1. In deze uitspraak beslist de voorlopige voorzieningenrechter op het verzoek om een voorlopige voorziening van verzoeker tegen het besluit van 9 februari 2023. Het oordeel van de voorzieningenrechter heeft een voorlopig karakter en bindt de rechtbank in een (eventueel) bodemgeding niet.
1.1.
Omdat het verzoek kennelijk niet-ontvankelijk is doet de voorzieningenrechter uitspraak zonder zitting. Artikel 8:83, derde lid, van de Algemene wet bestuursrecht (Awb) maakt dat mogelijk. De voorzieningenrechter legt hierna uit waarom het verzoek kennelijk niet-ontvankelijk is.
1.2.
Met het bestreden besluit van 9 februari 2023 heeft verweerder verzoekers recht op bijstand herzien over de periode van 1 juli 2022 tot en met 31 augustus 2022. Verzoeker heeft hiertegen bezwaar gemaakt.

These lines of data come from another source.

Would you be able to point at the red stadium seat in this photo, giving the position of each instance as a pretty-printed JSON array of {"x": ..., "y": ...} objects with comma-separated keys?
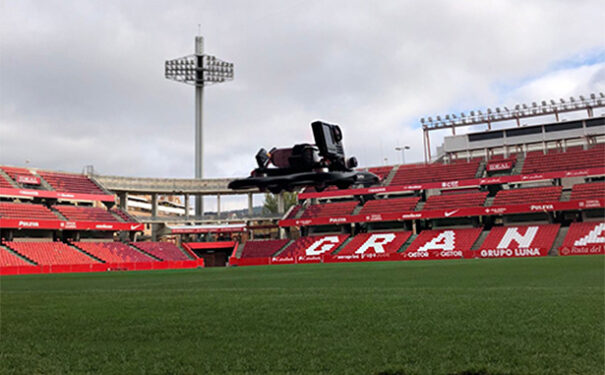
[{"x": 375, "y": 243}]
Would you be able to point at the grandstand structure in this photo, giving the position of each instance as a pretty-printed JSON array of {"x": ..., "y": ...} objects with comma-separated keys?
[{"x": 514, "y": 192}]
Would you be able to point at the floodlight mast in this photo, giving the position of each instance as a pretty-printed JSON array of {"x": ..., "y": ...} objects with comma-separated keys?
[{"x": 199, "y": 70}]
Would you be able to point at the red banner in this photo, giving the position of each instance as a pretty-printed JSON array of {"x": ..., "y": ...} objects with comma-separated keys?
[
  {"x": 55, "y": 194},
  {"x": 28, "y": 179},
  {"x": 499, "y": 166},
  {"x": 460, "y": 212},
  {"x": 455, "y": 183},
  {"x": 70, "y": 225},
  {"x": 583, "y": 250}
]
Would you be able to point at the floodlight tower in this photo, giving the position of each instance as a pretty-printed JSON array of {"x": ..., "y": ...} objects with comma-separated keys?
[{"x": 198, "y": 70}]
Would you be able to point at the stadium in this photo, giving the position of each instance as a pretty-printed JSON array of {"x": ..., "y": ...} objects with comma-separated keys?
[{"x": 487, "y": 257}]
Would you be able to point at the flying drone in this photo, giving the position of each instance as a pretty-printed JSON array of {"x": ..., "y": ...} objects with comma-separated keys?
[{"x": 320, "y": 165}]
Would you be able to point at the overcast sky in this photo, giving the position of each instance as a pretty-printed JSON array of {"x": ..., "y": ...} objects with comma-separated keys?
[{"x": 82, "y": 82}]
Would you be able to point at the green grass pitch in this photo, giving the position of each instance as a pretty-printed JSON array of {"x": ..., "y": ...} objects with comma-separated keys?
[{"x": 507, "y": 316}]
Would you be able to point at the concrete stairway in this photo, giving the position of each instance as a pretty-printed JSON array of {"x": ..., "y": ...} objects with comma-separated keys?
[
  {"x": 9, "y": 180},
  {"x": 554, "y": 250},
  {"x": 519, "y": 163}
]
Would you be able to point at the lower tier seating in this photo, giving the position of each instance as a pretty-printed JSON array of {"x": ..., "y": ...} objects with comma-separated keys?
[
  {"x": 26, "y": 211},
  {"x": 594, "y": 190},
  {"x": 375, "y": 243},
  {"x": 86, "y": 213},
  {"x": 445, "y": 239},
  {"x": 162, "y": 250},
  {"x": 381, "y": 206},
  {"x": 262, "y": 248},
  {"x": 50, "y": 253},
  {"x": 113, "y": 252},
  {"x": 449, "y": 201},
  {"x": 585, "y": 235},
  {"x": 528, "y": 195},
  {"x": 314, "y": 245},
  {"x": 8, "y": 259},
  {"x": 539, "y": 237},
  {"x": 329, "y": 209}
]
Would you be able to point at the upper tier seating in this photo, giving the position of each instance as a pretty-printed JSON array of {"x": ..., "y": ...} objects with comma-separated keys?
[
  {"x": 50, "y": 253},
  {"x": 86, "y": 213},
  {"x": 585, "y": 235},
  {"x": 445, "y": 239},
  {"x": 521, "y": 237},
  {"x": 381, "y": 172},
  {"x": 375, "y": 243},
  {"x": 329, "y": 209},
  {"x": 262, "y": 248},
  {"x": 437, "y": 172},
  {"x": 448, "y": 201},
  {"x": 528, "y": 195},
  {"x": 124, "y": 215},
  {"x": 574, "y": 158},
  {"x": 162, "y": 250},
  {"x": 72, "y": 183},
  {"x": 25, "y": 211},
  {"x": 381, "y": 206},
  {"x": 594, "y": 190},
  {"x": 314, "y": 245},
  {"x": 8, "y": 259},
  {"x": 113, "y": 252}
]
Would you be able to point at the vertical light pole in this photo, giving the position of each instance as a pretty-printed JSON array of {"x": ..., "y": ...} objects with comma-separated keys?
[
  {"x": 199, "y": 70},
  {"x": 402, "y": 149}
]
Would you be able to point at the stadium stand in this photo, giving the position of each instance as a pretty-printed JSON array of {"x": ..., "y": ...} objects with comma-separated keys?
[
  {"x": 528, "y": 195},
  {"x": 377, "y": 243},
  {"x": 161, "y": 250},
  {"x": 436, "y": 172},
  {"x": 314, "y": 245},
  {"x": 379, "y": 206},
  {"x": 585, "y": 235},
  {"x": 113, "y": 252},
  {"x": 445, "y": 239},
  {"x": 85, "y": 213},
  {"x": 539, "y": 237},
  {"x": 594, "y": 190},
  {"x": 329, "y": 209},
  {"x": 50, "y": 253},
  {"x": 71, "y": 183},
  {"x": 446, "y": 201},
  {"x": 8, "y": 259},
  {"x": 262, "y": 248},
  {"x": 573, "y": 158},
  {"x": 25, "y": 211}
]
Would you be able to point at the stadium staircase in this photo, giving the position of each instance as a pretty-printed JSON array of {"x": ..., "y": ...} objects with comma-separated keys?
[
  {"x": 565, "y": 195},
  {"x": 43, "y": 182},
  {"x": 481, "y": 169},
  {"x": 147, "y": 253},
  {"x": 59, "y": 214},
  {"x": 8, "y": 179},
  {"x": 489, "y": 201},
  {"x": 480, "y": 239},
  {"x": 518, "y": 164},
  {"x": 389, "y": 178},
  {"x": 84, "y": 252},
  {"x": 554, "y": 250},
  {"x": 13, "y": 252},
  {"x": 407, "y": 243},
  {"x": 278, "y": 252}
]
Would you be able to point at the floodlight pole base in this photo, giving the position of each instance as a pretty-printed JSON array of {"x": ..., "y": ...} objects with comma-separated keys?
[{"x": 199, "y": 105}]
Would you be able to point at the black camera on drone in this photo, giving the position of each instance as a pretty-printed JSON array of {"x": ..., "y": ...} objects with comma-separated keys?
[{"x": 320, "y": 165}]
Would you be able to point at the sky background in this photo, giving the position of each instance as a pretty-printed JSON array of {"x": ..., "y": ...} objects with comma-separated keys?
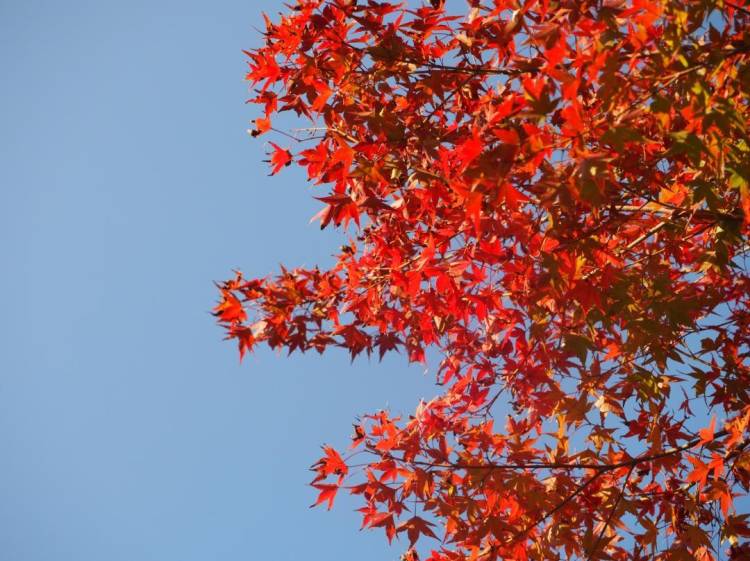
[{"x": 128, "y": 429}]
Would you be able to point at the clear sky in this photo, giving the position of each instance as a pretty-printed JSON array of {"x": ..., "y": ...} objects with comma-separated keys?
[{"x": 128, "y": 429}]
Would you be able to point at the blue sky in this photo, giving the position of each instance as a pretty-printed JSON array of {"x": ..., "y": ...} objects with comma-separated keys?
[{"x": 128, "y": 429}]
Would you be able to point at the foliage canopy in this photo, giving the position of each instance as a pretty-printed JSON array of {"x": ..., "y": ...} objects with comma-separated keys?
[{"x": 553, "y": 195}]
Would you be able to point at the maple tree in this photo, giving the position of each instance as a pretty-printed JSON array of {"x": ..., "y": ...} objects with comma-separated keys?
[{"x": 553, "y": 197}]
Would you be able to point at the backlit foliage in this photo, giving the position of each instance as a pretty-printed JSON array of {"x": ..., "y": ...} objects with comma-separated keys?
[{"x": 552, "y": 196}]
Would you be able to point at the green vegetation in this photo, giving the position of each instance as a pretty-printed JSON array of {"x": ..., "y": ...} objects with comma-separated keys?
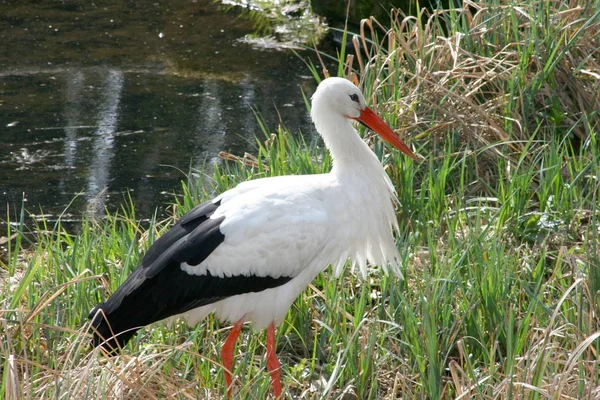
[{"x": 500, "y": 237}]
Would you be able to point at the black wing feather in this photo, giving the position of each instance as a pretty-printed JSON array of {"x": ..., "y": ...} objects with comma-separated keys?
[{"x": 159, "y": 288}]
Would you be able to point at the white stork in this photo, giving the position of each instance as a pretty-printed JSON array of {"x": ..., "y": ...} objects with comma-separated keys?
[{"x": 248, "y": 253}]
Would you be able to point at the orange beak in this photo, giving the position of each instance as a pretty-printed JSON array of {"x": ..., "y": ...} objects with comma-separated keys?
[{"x": 376, "y": 124}]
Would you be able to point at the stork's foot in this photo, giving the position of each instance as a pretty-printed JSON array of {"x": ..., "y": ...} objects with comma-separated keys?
[
  {"x": 227, "y": 354},
  {"x": 273, "y": 364}
]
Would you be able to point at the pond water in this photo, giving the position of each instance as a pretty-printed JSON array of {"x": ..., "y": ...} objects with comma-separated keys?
[{"x": 100, "y": 100}]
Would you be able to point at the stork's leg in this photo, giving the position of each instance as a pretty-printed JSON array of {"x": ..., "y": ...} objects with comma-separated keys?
[
  {"x": 227, "y": 354},
  {"x": 273, "y": 362}
]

Beoordeling door de voorzieningenrechter

Toetsingskader
2. Iemand die een verzoek om voorlopige voorziening indient, moet griffierecht betalen. [1] In een zaak als deze is het griffierecht € 50,-. De griffier van de rechtbank stelt een termijn waarbinnen het griffierecht moet worden betaald. Dat betekent in dit verband dat het hele bedrag binnen die termijn is bijgeschreven op de rekening van de rechtbank of dat het binnen die termijn is betaald op de griffie van de rechtbank. Als het griffierecht niet of niet tijdig wordt betaald, verklaart de voorzieningenrechter het verzoek niet-ontvankelijk. Dat is alleen anders als het niet of niet tijdig betalen van het griffierecht verontschuldigbaar is.
Heeft verzoeker het griffierecht tijdig betaald?
2.1.
De griffier heeft bij aangetekend verzonden brief van 16 maart 2023 verzoeker in de gelegenheid gesteld het griffierecht te betalen binnen twee weken na dagtekening van die brief. Verzoeker heeft het griffierecht niet op tijd betaald.
Is het niet tijdig betalen verontschuldigbaar?
2.2.
Verzoeker heeft geen reden gegeven voor dit verzuim. Er is dus geen verontschuldiging voor dit verzuim gebleken.

Conclusie en gevolgen

3. Het verzoek is daarom kennelijk niet-ontvankelijk. Dat betekent dat de voorzieningenrechter het verzoek niet inhoudelijk beoordeelt. Voor een proceskostenveroordeling bestaat geen aanleiding.

Beslissing

De voorzieningenrechter verklaart het verzoek om voorlopige voorziening niet-ontvankelijk.
Deze uitspraak is gedaan door mr. A. Skerka, voorzieningenrechter, in aanwezigheid van mr. K.S. Smits, griffier. De uitspraak is uitgesproken in het openbaar op 6 april 2023.
griffier
voorzieningenrechter
Een afschrift van deze uitspraak is verzonden aan partijen op:

Tegen deze uitspraak staat geen hoger beroep of verzet open.

Voetnoten

1.Dit is geregeld in artikel 8:82 van de Awb in samenhang met artikel 8:41 van de Awb.